In addition, the construction of real-time computing platform Bigoflow to manage these real-time computing tasks, the construction of real-time task blood relationship.
Second, landing practice & characteristic improvement
2.1 Practice and optimization of OneSQL OLAP analysis platform
The OneSQL OLAP analysis platform is an OLAP query analysis engine that integrates Flink, Spark, and Presto. OLAP query requests submitted by users are forwarded through the OneSQL backend to clients with different execution engines, and the corresponding query requests are then submitted for execution on different clusters. Its overall architecture is shown as follows:
The overall structure of the analysis platform is divided into entry layer, forwarding layer, execution layer and resource management layer from top to bottom. To optimize user experience, reduce execution failures, and improve resource utilization for each cluster, the OneSQL OLAP analysis platform provides the following functions:
- ** Unified query portal: At the ** portal layer, users use the unified Hue query portal to submit queries based on Hive SQL syntax.

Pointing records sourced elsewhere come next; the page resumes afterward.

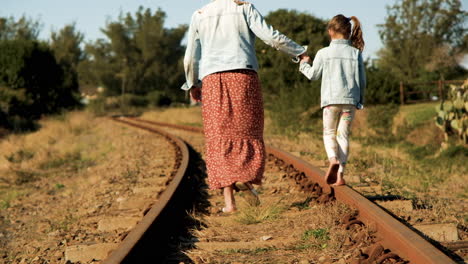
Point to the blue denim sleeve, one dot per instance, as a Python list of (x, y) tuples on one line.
[(314, 71), (362, 77), (269, 35), (192, 56)]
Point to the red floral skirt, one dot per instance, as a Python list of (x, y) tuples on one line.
[(232, 109)]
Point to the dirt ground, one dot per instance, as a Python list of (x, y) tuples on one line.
[(85, 182)]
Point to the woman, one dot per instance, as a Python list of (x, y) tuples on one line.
[(221, 52)]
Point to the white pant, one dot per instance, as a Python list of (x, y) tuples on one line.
[(337, 121)]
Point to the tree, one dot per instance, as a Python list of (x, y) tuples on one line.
[(24, 28), (421, 37), (66, 46), (288, 94), (139, 56), (31, 83)]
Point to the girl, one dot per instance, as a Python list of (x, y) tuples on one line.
[(342, 92)]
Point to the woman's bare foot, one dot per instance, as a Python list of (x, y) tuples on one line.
[(340, 180), (331, 176), (251, 195), (229, 200)]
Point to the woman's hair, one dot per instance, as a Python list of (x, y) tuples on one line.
[(342, 25)]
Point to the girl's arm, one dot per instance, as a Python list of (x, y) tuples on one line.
[(314, 71), (269, 35), (362, 78), (192, 56)]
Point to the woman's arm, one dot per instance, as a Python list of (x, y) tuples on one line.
[(314, 71), (362, 77), (192, 56), (269, 35)]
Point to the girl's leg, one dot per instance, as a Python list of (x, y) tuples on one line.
[(330, 121), (343, 131), (229, 199)]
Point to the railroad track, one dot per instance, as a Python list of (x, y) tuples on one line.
[(392, 241)]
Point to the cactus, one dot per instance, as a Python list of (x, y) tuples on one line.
[(452, 115)]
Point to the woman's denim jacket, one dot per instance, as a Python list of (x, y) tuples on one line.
[(343, 73), (221, 37)]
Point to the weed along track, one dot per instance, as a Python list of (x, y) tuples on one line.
[(300, 219)]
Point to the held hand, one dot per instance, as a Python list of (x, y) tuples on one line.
[(195, 94), (305, 58)]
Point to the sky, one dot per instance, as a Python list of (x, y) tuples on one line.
[(91, 15)]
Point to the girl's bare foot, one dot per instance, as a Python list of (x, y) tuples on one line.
[(229, 200), (340, 180), (331, 176)]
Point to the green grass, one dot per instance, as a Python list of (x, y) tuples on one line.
[(20, 156), (321, 234), (417, 114), (7, 196), (302, 205), (258, 214), (72, 160)]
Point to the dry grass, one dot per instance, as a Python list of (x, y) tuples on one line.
[(181, 116), (56, 183), (438, 183)]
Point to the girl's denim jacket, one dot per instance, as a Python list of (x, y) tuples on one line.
[(343, 73), (221, 37)]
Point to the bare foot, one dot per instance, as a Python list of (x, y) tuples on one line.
[(331, 176), (251, 195), (339, 180), (229, 200), (227, 210)]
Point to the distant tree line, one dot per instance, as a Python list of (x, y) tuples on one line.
[(142, 60)]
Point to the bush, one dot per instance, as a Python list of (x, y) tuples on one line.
[(32, 84)]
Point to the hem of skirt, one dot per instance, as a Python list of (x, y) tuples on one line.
[(254, 181)]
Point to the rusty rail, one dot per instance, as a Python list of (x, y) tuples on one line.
[(125, 248), (393, 234)]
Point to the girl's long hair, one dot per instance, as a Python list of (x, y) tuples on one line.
[(342, 25)]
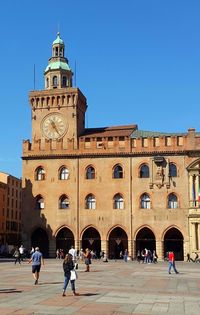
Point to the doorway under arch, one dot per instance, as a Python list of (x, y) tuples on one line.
[(91, 239), (64, 240), (173, 241), (39, 238), (117, 243), (145, 239)]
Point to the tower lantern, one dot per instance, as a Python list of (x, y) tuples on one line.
[(58, 73)]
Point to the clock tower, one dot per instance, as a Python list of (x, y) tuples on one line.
[(58, 111)]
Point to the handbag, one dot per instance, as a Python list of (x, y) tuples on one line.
[(73, 275)]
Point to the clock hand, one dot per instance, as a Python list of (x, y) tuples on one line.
[(54, 126)]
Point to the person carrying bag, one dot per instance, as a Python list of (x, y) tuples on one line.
[(69, 274)]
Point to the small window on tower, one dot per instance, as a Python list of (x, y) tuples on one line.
[(55, 81), (64, 81)]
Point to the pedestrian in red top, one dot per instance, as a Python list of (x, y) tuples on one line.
[(171, 262)]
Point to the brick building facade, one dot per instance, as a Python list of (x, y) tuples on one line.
[(108, 189)]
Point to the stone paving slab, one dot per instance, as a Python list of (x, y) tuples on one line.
[(116, 288)]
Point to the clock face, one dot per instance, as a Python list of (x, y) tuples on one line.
[(54, 126)]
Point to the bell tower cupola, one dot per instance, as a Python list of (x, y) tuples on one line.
[(58, 73)]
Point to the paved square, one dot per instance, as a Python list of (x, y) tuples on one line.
[(110, 288)]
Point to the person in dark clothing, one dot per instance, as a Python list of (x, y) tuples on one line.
[(17, 256), (68, 265)]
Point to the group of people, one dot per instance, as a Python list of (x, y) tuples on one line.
[(195, 259), (70, 265), (70, 262), (147, 256)]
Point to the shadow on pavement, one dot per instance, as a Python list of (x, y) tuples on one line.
[(10, 291)]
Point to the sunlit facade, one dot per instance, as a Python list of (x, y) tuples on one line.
[(108, 189)]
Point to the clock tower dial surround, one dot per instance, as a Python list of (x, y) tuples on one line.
[(54, 126)]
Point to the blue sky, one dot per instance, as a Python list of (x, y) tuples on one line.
[(137, 62)]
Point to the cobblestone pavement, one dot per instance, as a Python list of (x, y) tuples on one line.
[(110, 288)]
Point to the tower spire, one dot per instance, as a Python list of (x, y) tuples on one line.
[(58, 73)]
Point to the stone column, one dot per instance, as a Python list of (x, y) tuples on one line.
[(104, 246), (130, 249), (52, 248), (193, 234), (190, 189), (198, 235), (159, 249), (197, 190)]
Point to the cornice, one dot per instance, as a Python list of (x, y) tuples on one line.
[(109, 155)]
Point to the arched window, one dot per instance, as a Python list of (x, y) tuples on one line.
[(90, 172), (172, 170), (64, 202), (172, 201), (63, 173), (144, 171), (117, 171), (40, 173), (118, 202), (64, 83), (145, 202), (39, 202), (90, 202), (55, 81)]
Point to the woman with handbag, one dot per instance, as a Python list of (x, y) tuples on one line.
[(87, 256), (69, 274)]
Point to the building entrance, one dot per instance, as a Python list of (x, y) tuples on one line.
[(64, 240), (145, 239), (40, 239), (91, 239), (117, 243), (173, 241)]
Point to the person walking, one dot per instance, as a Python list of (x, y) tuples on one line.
[(73, 252), (87, 257), (171, 262), (17, 256), (37, 260), (21, 251), (126, 255), (68, 266)]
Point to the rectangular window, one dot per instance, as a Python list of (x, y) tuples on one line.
[(99, 143), (179, 140), (87, 143), (168, 141), (144, 142), (133, 143), (110, 142), (156, 142), (122, 142)]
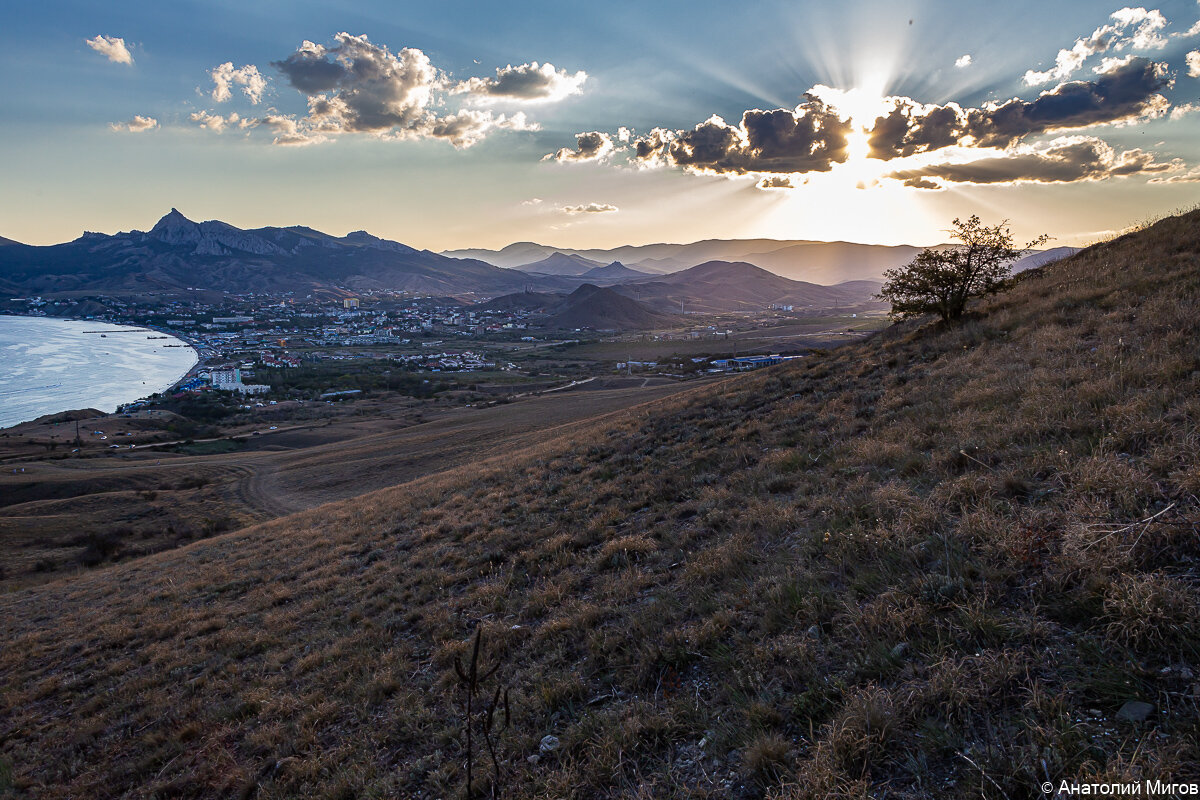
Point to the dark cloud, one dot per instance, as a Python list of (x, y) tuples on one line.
[(592, 145), (921, 182), (310, 70), (591, 208), (528, 82), (1065, 160), (810, 138), (1127, 90), (775, 181), (357, 86)]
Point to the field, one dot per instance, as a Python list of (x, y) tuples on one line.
[(946, 561), (64, 516)]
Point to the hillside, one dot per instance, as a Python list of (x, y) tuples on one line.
[(561, 264), (942, 563), (816, 262), (723, 286), (178, 253), (599, 308), (615, 272)]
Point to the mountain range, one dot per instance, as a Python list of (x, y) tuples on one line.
[(589, 306), (178, 254), (816, 262)]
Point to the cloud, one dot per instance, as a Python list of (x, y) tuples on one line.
[(1144, 36), (1063, 160), (358, 86), (591, 208), (529, 83), (1191, 176), (1127, 90), (775, 181), (1180, 112), (217, 122), (923, 184), (593, 145), (137, 125), (289, 133), (225, 77), (810, 138), (111, 47)]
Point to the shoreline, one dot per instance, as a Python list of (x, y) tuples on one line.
[(117, 326)]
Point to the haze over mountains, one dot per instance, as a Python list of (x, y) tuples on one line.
[(816, 262), (178, 254)]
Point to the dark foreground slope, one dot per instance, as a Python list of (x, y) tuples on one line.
[(936, 564)]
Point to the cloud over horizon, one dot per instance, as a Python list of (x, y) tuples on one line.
[(591, 208), (809, 138), (1127, 90), (225, 77), (1145, 35), (358, 86), (593, 145), (112, 48)]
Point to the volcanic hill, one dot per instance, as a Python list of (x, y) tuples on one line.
[(951, 560)]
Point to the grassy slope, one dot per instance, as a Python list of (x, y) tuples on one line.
[(907, 564)]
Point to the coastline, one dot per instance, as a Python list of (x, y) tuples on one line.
[(175, 380)]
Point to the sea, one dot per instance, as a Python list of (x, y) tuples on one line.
[(49, 365)]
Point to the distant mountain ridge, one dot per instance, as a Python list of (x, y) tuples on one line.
[(561, 264), (178, 253), (737, 286), (816, 262)]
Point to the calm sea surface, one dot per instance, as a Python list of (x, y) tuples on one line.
[(57, 365)]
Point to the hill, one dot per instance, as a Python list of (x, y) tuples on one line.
[(723, 286), (815, 262), (952, 560), (561, 264), (599, 308), (178, 253)]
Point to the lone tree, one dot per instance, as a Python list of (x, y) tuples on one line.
[(943, 280)]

- ** Unified query syntax: ** Integrates multiple query engines, such as Flink, Spark, and Presto, to execute user SQL query tasks by adapting Hive SQL syntax.
- ** Intelligent routing: ** In the process of selecting the execution engine, it will select the appropriate engine to submit the query according to the historical SQL query execution (whether the execution is successful on each engine, and the execution time), the busy situation of each cluster, and whether the engine is compatible with the SQL syntax;
- ** Failed retry: ** the OneSQL background monitors the execution of SQL tasks. If the SQL task fails during execution, another engine is selected to retry the task.
In this way, the OneSQL OLAP analysis platform and BIGO big Data platform unify the OLAP analysis portal to reduce blind selection and make full use of the resources of each cluster to reduce idle resources.
2.1.1 Flink OLAP analysis system construction
Flink is also part of the OLAP analysis engine on the OneSQL analysis platform. Flink OLAP system is divided into two parts: Flink SQL Gateway and Flink Session cluster; The SQL Gateway serves as the entrance for SQL submission. The query SQL is submitted to the Flink Session cluster through the Gateway for execution, and the progress of SQL query execution is obtained and the query result is returned to the client. The SQL query process is as follows:
First, the SQL submitted by the user is checked in the SQL Gateway to determine whether the result needs to be persistently written to the Hive table. If so, a Hive table is created using the HiveCatalog interface to persist the calculation results of the query task. After that, the task performs SQL parsing on the SQL Gateway, sets the parallelism of the job running, generates pipelines and submits them to the Session cluster for execution.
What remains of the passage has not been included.